Wednesday, 29 May 2013

Direct from THE CLIBURN / Preliminary Rounds (Phase Two) 28 May 2013 Recital 1

Preliminary Rounds (Phase Two)
Day 5 Recital One (11 am)
Tuesday 28 May 2013

The programme NIKITA MNDOYANTS (Russia) chose for his second recital did not appear immediately attractive on paper but proved otherwise in practice. His mastery of counterpoint in Bach’s less familiar Toccata in F sharp minor (BWV.910) was close to perfection, a nice introduction to Haydn’s attractive little Sonata in G major (Hob.XVI:6), which sounded pretty like much of the Haydn we’ve heard to date. His true metier came in Taneyev’s mine-laden Prelude & Fugue in G sharp minor (Op.29), which like the Bach before, revelled in fugal complexities besides being a notorious finger-buster. He succeeded with great aplomb, and continued with Armenian composer Arno Babadjanian’s Six Pictures, dissonant mini tone-poems, some of which are folk-influenced. These too were very impressively performed. Standometer: **

My view: Has improved his chances by several leaps.


My dark horse for the competition, LUCA BURATTO (Italy), appears far better groomed today despite his crumpled white shirt. Gone is the extreme facial grimacing from the earlier phase, a relief which allowed everyone including himself to focus wholly on the music. His Bach Toccata in C minor (BWV.911) was a joy to behold, its fugue leaping into fulsome life. There was much drama in the two Schumann Novelettes from Op.21 (Nos.2 & 8, longer essays than their titles suggested), but he could have done with less pedalling. He closed his recital with Bartok’s Sonata, where a rhythmic exuberance gave its percussive abrasiveness an added sheen. Standometer: **1/2       

My view: Would like to see him progress, but the powers that be might (and will) differ.

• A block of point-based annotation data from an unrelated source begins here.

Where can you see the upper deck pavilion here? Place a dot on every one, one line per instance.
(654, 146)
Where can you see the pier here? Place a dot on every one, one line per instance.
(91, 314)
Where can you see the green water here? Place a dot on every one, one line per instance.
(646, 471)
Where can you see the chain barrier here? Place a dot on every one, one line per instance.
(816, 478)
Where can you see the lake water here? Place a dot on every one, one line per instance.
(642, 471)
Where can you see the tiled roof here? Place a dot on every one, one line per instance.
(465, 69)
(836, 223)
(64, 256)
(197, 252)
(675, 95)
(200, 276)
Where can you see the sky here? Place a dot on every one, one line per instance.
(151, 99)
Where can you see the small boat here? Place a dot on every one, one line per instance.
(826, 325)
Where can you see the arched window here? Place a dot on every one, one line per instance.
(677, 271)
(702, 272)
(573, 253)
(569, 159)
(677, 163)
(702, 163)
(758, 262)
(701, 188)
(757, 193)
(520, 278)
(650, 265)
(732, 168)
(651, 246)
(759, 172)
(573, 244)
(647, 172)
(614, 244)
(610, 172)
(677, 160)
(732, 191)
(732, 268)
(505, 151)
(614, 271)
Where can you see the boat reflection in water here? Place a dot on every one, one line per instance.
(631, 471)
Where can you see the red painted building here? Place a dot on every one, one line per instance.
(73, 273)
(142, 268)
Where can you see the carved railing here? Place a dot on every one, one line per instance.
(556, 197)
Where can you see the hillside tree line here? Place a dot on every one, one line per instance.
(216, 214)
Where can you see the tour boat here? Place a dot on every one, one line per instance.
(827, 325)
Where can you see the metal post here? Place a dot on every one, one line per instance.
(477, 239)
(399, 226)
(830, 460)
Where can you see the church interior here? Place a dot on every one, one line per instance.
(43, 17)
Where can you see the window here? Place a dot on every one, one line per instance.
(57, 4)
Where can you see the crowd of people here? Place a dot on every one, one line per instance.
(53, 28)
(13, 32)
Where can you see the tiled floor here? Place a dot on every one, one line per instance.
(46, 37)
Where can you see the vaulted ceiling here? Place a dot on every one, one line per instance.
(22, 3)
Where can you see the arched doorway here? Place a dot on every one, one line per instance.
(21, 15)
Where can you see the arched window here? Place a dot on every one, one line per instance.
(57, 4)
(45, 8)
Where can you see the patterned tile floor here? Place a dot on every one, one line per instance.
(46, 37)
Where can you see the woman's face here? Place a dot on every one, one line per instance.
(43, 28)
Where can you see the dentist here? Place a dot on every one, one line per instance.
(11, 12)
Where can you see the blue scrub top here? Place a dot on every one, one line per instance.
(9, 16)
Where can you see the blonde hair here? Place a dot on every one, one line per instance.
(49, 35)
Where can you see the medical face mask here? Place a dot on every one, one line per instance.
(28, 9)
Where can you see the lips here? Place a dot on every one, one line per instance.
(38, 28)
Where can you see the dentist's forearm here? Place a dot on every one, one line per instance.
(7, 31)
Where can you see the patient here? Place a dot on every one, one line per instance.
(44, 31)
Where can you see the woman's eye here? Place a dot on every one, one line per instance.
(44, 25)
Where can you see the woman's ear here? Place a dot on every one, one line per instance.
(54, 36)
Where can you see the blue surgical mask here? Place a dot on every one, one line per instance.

GIUSEPPE GRECO (Italy) is, as always, impeccable in his deportment, also keenly reflected in his playing. His Chopin Polonaise-Fantaisie (Op.61) had more fire than the one played by Mndoyants earlier, and was more direct in its rhythmic thrust. For the Prokofiev Eighth Sonata in B flat major (Op.84), it was technically very accurate, ticking off all the boxes on how one should approach such a complex and note-laden work. Somehow it felt curiously uninvolving, as if note-for-note proficiency and accuracy had become sort of blasé. Standometer: ***

My view: He plays everything almost perfectly, but why does he not move me today?